Wenn das eine Büro Trauerbriefe an Angehörige schreibt, und das Büro nebenan - überspitzt gesagt - die virtuelle Nachahmung des Todesfalls verkauft, kommt das wohl nicht so gut an.
Darum auch noch kurz an diejenigen, welche nun über Amerika herziehen: Wie schauts den aus mit dem Mauergame "1378 (km)"?
Da wird auch nach Verbot geschrieen, selbst innerhalb der Gamer-Community PCGH gibt es einige, die das Spiel verteufeln.
Aber in beiden Fällen, sei es bei MoH oder dem Mauerspiel: Es ist eine Doppelmoral und Heuchelei sondergleichen, denn ähnlich gestrickte Spiele - die lediglich eine andere Thematik zum Inhalt haben und folglich aus der eigenen Perspektive als weniger stossend empfunden werden - sind seltsamerweise ok.
Es ist doch so, dass historische oder aktuelle Begebenheiten, welche die Volksseele oder das eigene Schicksal betreffen, immer als inakzeptabel empfunden werden und mit anderer Masseinheit gemessen wird.
Das ist in Amiland bei MoH so, und es ist in DE bei 1378 so (und wäre es auch in viiielen anderen Ländern bei viiielen anderen Themen).
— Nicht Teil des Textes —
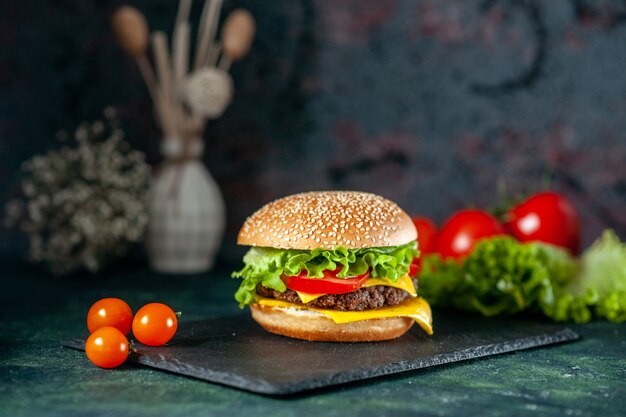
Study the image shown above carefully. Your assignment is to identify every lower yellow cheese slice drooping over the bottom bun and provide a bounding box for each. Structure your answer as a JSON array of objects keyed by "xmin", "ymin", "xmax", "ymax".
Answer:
[{"xmin": 256, "ymin": 295, "xmax": 433, "ymax": 335}]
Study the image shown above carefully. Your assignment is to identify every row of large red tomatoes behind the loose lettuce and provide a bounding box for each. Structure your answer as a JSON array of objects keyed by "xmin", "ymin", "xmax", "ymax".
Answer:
[{"xmin": 413, "ymin": 191, "xmax": 580, "ymax": 262}]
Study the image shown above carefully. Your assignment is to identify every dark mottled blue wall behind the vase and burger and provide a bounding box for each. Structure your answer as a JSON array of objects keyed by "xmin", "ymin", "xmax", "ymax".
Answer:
[{"xmin": 0, "ymin": 0, "xmax": 626, "ymax": 258}]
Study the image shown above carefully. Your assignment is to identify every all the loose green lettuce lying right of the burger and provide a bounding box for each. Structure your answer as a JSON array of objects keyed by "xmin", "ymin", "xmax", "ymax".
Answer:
[{"xmin": 419, "ymin": 231, "xmax": 626, "ymax": 323}]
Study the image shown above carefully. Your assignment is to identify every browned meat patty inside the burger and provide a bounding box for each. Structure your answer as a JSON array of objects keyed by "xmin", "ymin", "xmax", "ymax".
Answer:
[{"xmin": 256, "ymin": 278, "xmax": 417, "ymax": 311}]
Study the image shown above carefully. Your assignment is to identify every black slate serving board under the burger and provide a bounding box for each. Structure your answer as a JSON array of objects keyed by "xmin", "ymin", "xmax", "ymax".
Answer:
[{"xmin": 63, "ymin": 311, "xmax": 578, "ymax": 395}]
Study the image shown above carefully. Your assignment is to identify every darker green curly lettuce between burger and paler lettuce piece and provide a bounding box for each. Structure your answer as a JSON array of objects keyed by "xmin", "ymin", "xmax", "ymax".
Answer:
[{"xmin": 419, "ymin": 237, "xmax": 576, "ymax": 316}]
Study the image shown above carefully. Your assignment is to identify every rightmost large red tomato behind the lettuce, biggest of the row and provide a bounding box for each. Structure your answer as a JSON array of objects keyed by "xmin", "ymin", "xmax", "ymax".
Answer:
[{"xmin": 504, "ymin": 191, "xmax": 580, "ymax": 255}]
Meine persönliche Meinung hierzu habe ich schon im Thread zu 1378 schon geschildert, aber nochmals kurz zusammengefasst:
Man kann nicht erwarten, dass auf das Gefühl jedes Einzelnen Rücksicht genommen werden kann; ebensowenig kann man erwarten, dass sich eine gesamtheitliche Definition finden lässt, was ok ist und was nicht.
Entsprechend muss alles ok sein - ob es von mir als Individuum gutgheissen oder konsumiert wird, ist eine andere Frage, die sich nur im Disput mit sich selbst, dem Umfeld, den Betroffenen lösen lässt - nicht aber per Gesetz.